Dopo l'ordinanza di arresto nei confronti del cognato, la procura di Roma e il Gip puntano il dito contro l'ex leader di An

"Fini non poteva non sapere"

Non è vero che Gianfranco Fini ebbe notizia di Francesco Corallo, della sua esistenza, e della sua attività solo dopo l'incontro nel luglio del 2004, quando trascorse una vacanza a Saint Maarten pagata dall'imprenditore. La Procura di Roma e il gip Simonetta D'Alessandro, nell'ordinanza di custodia cautelare in carcere firmata nei confronti del cognato Giancarlo Tulliani, scrivono che era già singolare che in un partito come An dall'accentuata connotazione gerarchica, il segretario ignorasse l'esistenza della vicende di un gruppo industriale che si preparava all'accesso a livello nazionale e all'esito di una gara bandita anni prima da un governo di cui Fini stesso era parte, per il lucrosissimo settore del gioco legale.

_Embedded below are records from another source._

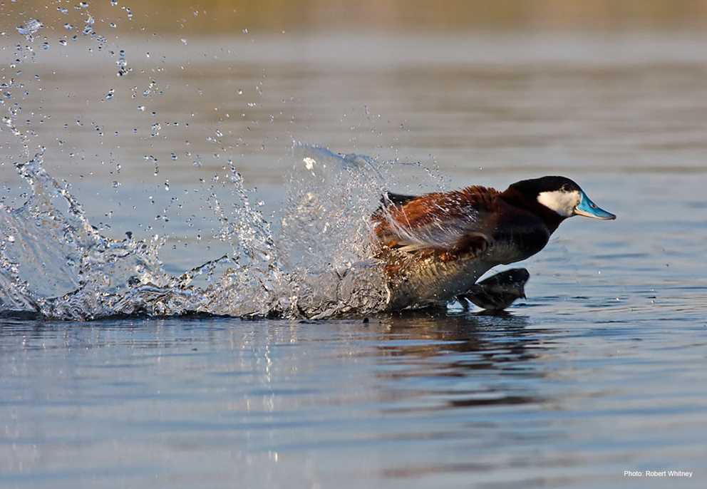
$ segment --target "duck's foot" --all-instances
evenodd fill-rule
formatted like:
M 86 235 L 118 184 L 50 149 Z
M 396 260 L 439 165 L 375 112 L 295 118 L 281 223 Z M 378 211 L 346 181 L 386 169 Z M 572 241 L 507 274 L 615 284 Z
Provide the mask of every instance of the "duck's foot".
M 517 299 L 525 297 L 525 283 L 530 274 L 525 268 L 512 268 L 474 284 L 468 292 L 457 296 L 463 306 L 467 301 L 489 311 L 500 311 Z

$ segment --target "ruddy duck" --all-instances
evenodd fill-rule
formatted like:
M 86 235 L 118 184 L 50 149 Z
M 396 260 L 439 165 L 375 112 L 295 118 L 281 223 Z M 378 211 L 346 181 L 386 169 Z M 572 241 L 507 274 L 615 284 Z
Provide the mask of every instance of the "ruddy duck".
M 443 306 L 455 298 L 507 307 L 525 294 L 527 272 L 477 284 L 480 277 L 537 253 L 567 217 L 616 219 L 565 177 L 522 180 L 503 192 L 472 186 L 420 196 L 388 193 L 382 202 L 372 219 L 389 310 Z

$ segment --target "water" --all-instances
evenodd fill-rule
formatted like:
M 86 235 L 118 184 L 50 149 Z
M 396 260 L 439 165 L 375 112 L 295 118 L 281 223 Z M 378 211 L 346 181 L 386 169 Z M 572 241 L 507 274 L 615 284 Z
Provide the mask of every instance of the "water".
M 128 317 L 2 320 L 0 485 L 703 485 L 703 38 L 216 42 L 91 10 L 1 51 L 0 285 Z M 375 159 L 312 175 L 293 140 Z M 564 223 L 507 315 L 233 317 L 365 257 L 384 186 L 555 173 L 618 219 Z M 186 310 L 230 316 L 144 317 Z

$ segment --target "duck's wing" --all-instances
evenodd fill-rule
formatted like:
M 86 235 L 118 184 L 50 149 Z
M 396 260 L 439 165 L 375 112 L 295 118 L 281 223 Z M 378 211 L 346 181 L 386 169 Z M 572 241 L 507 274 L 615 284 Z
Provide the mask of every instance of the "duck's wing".
M 376 234 L 383 245 L 405 252 L 485 249 L 498 195 L 477 186 L 419 197 L 395 195 L 373 216 Z

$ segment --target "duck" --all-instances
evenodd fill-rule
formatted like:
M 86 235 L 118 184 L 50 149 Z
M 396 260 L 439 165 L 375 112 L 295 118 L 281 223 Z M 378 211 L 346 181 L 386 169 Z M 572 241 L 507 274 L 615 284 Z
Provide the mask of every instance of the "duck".
M 503 191 L 472 185 L 423 195 L 386 192 L 371 220 L 387 309 L 445 307 L 453 301 L 505 309 L 525 297 L 527 271 L 478 279 L 539 252 L 573 216 L 616 219 L 562 176 L 520 180 Z

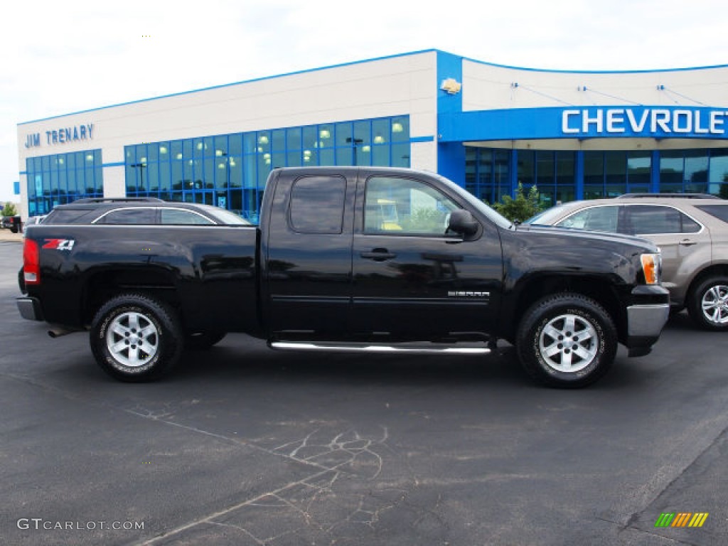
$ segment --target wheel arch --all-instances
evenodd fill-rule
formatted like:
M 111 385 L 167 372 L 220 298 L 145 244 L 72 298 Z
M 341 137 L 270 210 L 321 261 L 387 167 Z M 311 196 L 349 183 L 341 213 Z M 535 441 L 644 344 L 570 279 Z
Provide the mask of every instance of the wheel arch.
M 90 273 L 82 290 L 82 314 L 90 324 L 99 309 L 109 299 L 122 293 L 149 294 L 174 308 L 179 307 L 175 276 L 162 267 L 106 268 Z

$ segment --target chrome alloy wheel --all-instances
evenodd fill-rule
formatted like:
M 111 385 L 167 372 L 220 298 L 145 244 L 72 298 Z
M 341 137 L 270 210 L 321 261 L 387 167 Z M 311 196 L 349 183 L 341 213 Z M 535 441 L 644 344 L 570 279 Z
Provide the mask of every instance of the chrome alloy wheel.
M 728 286 L 711 286 L 703 295 L 700 304 L 706 320 L 715 325 L 728 323 Z
M 594 326 L 576 314 L 561 314 L 544 326 L 539 351 L 555 370 L 574 373 L 588 366 L 596 356 L 598 336 Z
M 116 362 L 130 368 L 144 365 L 157 354 L 159 333 L 141 313 L 129 312 L 114 317 L 106 332 L 106 347 Z

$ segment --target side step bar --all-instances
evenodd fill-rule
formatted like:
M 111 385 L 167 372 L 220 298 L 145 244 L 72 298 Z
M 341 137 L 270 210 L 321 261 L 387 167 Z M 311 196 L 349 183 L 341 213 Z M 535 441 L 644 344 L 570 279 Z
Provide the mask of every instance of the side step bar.
M 488 347 L 430 347 L 421 346 L 392 347 L 391 345 L 372 345 L 366 344 L 344 343 L 299 343 L 295 341 L 274 341 L 272 349 L 282 350 L 334 351 L 345 352 L 381 352 L 405 355 L 487 355 Z

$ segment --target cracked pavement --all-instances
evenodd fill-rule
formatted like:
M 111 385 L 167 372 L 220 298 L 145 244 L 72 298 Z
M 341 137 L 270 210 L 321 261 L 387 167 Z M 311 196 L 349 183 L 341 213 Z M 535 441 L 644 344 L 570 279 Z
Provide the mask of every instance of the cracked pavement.
M 682 315 L 652 355 L 620 349 L 573 392 L 531 384 L 507 346 L 365 357 L 243 336 L 124 384 L 84 335 L 51 339 L 20 317 L 20 260 L 0 244 L 4 544 L 728 542 L 728 336 Z M 665 512 L 710 515 L 655 528 Z M 41 529 L 20 528 L 33 518 Z M 82 528 L 42 528 L 59 522 Z

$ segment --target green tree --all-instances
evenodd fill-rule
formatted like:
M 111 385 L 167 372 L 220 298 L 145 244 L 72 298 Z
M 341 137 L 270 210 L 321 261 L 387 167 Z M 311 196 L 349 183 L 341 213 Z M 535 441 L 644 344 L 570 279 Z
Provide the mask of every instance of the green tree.
M 531 186 L 529 194 L 526 195 L 523 192 L 523 185 L 519 182 L 518 187 L 515 190 L 515 199 L 510 195 L 505 195 L 501 202 L 494 205 L 493 208 L 512 222 L 528 220 L 541 211 L 538 188 Z
M 5 203 L 5 206 L 3 207 L 3 209 L 2 209 L 2 215 L 3 216 L 17 216 L 17 209 L 15 208 L 15 203 L 11 203 L 9 201 L 8 201 L 7 203 Z

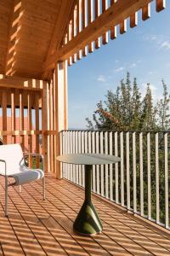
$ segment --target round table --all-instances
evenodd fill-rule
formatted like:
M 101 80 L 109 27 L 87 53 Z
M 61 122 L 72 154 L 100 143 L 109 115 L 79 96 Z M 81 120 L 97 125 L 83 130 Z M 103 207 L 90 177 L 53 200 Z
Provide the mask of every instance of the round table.
M 101 232 L 103 226 L 91 199 L 92 166 L 114 164 L 121 159 L 102 154 L 68 154 L 59 155 L 56 160 L 62 163 L 85 166 L 85 200 L 74 222 L 74 230 L 88 236 Z

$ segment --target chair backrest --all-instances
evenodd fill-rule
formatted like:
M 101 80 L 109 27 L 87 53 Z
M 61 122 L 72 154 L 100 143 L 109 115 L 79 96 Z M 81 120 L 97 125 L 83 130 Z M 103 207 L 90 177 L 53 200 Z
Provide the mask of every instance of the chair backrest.
M 7 163 L 7 175 L 20 172 L 20 163 L 22 158 L 23 153 L 20 144 L 0 146 L 0 160 L 3 160 Z M 2 162 L 0 162 L 0 174 L 5 175 L 5 165 Z

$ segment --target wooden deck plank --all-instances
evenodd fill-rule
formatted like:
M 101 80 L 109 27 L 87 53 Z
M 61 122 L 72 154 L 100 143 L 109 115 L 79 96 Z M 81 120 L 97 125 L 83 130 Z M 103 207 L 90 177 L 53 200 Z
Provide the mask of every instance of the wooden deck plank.
M 168 234 L 93 196 L 104 230 L 93 237 L 76 234 L 73 221 L 83 189 L 54 177 L 9 188 L 9 218 L 4 217 L 4 179 L 0 177 L 0 255 L 170 255 Z M 36 254 L 35 254 L 36 253 Z

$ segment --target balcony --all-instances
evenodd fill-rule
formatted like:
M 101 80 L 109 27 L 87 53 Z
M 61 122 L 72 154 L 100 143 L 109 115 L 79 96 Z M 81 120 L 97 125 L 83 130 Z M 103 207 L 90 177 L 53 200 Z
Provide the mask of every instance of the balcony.
M 1 178 L 1 255 L 170 255 L 169 233 L 94 194 L 104 230 L 95 236 L 72 230 L 83 201 L 83 189 L 65 179 L 10 188 L 10 216 L 4 217 L 4 183 Z

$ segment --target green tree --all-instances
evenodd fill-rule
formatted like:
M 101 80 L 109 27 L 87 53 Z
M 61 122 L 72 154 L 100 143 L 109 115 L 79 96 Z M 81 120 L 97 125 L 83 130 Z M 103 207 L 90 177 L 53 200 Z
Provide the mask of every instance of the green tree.
M 167 86 L 164 80 L 162 80 L 163 86 L 163 98 L 161 98 L 156 106 L 157 125 L 161 130 L 168 130 L 170 126 L 170 95 L 167 92 Z
M 132 85 L 133 84 L 133 85 Z M 153 106 L 150 84 L 142 99 L 136 78 L 133 82 L 127 73 L 116 93 L 108 90 L 104 103 L 100 101 L 94 111 L 93 121 L 87 119 L 88 129 L 142 130 L 154 129 L 156 111 Z

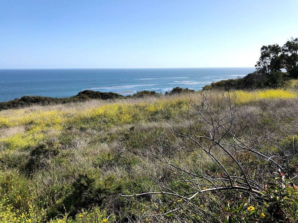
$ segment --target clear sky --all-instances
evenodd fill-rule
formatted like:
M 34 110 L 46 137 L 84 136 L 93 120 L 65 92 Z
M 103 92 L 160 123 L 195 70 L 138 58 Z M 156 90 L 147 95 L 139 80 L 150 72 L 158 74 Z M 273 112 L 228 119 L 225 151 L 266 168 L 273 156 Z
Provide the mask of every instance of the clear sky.
M 0 68 L 253 67 L 298 1 L 0 0 Z

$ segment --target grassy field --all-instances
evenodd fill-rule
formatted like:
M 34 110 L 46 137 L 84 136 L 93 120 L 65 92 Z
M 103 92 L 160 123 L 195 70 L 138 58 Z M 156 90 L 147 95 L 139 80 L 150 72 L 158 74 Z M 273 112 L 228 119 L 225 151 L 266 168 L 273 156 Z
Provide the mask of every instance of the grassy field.
M 223 105 L 229 96 L 237 105 L 238 115 L 246 118 L 235 122 L 233 131 L 245 136 L 274 130 L 272 137 L 285 145 L 297 134 L 293 130 L 298 123 L 297 95 L 291 89 L 212 91 L 207 97 L 220 105 L 220 114 L 226 112 Z M 202 100 L 201 93 L 195 92 L 0 112 L 1 222 L 156 222 L 149 214 L 152 209 L 142 205 L 150 197 L 137 201 L 119 194 L 156 189 L 152 177 L 160 161 L 150 151 L 162 149 L 175 166 L 195 171 L 203 165 L 218 171 L 209 158 L 195 150 L 195 144 L 173 132 L 184 132 L 191 121 L 196 133 L 204 134 L 203 121 L 195 112 Z M 228 166 L 228 158 L 218 155 Z M 176 180 L 175 173 L 167 175 L 168 180 L 187 191 L 189 184 Z M 177 217 L 224 221 L 226 204 L 245 200 L 228 191 L 208 193 L 193 202 L 199 201 L 198 209 L 187 205 Z M 177 199 L 173 207 L 182 201 Z M 256 211 L 251 222 L 272 217 L 259 200 L 246 203 Z M 174 217 L 165 215 L 160 221 L 178 221 Z M 287 217 L 289 222 L 296 220 Z

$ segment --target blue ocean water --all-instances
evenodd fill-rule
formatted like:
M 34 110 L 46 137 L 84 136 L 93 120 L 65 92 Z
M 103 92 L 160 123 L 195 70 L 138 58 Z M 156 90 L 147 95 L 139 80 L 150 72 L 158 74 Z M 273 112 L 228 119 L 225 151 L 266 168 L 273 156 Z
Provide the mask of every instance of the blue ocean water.
M 86 89 L 127 95 L 143 90 L 164 93 L 173 87 L 195 90 L 241 77 L 254 67 L 0 70 L 0 101 L 24 95 L 69 97 Z

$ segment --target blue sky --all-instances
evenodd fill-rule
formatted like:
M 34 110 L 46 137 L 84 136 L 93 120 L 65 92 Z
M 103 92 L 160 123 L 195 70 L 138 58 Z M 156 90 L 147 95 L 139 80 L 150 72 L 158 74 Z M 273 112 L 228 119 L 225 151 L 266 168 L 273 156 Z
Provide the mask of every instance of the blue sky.
M 253 67 L 298 1 L 0 1 L 0 68 Z

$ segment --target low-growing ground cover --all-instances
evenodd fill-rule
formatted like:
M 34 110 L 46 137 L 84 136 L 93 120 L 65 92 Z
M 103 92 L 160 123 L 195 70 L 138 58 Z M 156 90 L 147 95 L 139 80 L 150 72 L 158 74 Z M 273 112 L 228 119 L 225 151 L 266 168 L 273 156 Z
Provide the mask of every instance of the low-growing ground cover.
M 224 114 L 228 95 L 211 91 L 207 97 L 216 102 L 219 113 Z M 283 148 L 296 146 L 298 98 L 294 90 L 237 91 L 229 95 L 237 104 L 239 118 L 233 131 L 249 135 L 275 130 L 272 136 Z M 203 120 L 195 112 L 202 102 L 201 93 L 195 92 L 0 112 L 1 222 L 156 221 L 150 216 L 152 209 L 146 205 L 152 199 L 150 196 L 136 201 L 119 196 L 159 189 L 153 177 L 160 161 L 153 151 L 162 151 L 167 160 L 179 168 L 191 167 L 195 172 L 203 167 L 215 175 L 221 174 L 209 158 L 196 150 L 195 143 L 173 132 L 187 133 L 185 126 L 190 121 L 196 134 L 205 134 Z M 228 167 L 229 158 L 216 153 Z M 254 167 L 263 164 L 249 154 L 241 156 L 247 171 L 255 175 L 257 167 Z M 296 159 L 289 167 L 294 172 Z M 181 181 L 179 170 L 164 170 L 160 180 L 179 191 L 191 192 L 191 181 Z M 286 186 L 294 190 L 289 189 L 291 193 L 285 197 L 296 196 L 294 186 Z M 268 188 L 265 192 L 274 189 Z M 282 189 L 274 189 L 283 193 Z M 170 205 L 163 206 L 163 213 L 184 203 L 179 198 L 170 201 Z M 185 205 L 178 215 L 171 213 L 159 219 L 215 222 L 237 213 L 252 222 L 275 220 L 277 217 L 271 213 L 268 205 L 245 193 L 208 192 Z M 293 216 L 288 209 L 280 216 L 294 222 L 295 208 Z M 141 217 L 144 215 L 149 216 Z

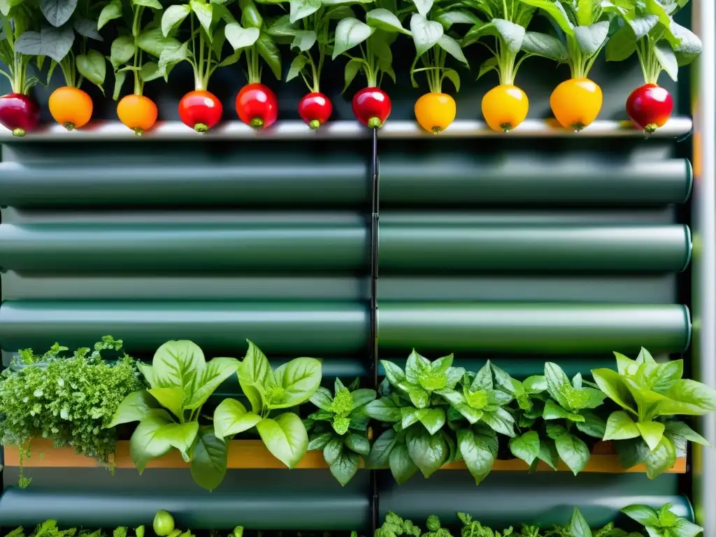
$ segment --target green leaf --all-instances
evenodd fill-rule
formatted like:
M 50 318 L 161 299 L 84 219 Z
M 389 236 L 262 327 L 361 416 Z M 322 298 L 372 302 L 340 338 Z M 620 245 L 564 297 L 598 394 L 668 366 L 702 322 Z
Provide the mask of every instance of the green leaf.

A confermare i dubbi degli investigatori è stato l'ex parlamentare Amedeo Laboccetta che pochi giorni fa, correggendo buona parte delle dichiarazioni rese lo scorso dicembre durante un interrogatorio di garanzia, ha retrodatato al 2002 (anno in cui fu approvata la legge 289 in materia di giochi) la preparazione della società di gioco legale ad opera di avvocati intranei ad Alleanza Nazionale e a uomini vicinissimi a Fini. I rapporti tra Corallo e Giancarlo Tulliani, con la sua famiglia, sarebbero sorti solo successivamente, quando l'imprenditore - secondo la ricostruzione degli inquirenti - costituì delle società off shore per loro per la realizzazione di una serie di significativi affari immobiliari, nella speranza che il rapporto con Fini gli tornasse sempre utile soprattutto per superare una serie di difficoltà con strutture istituzionali maturate dopo l'esito della gara.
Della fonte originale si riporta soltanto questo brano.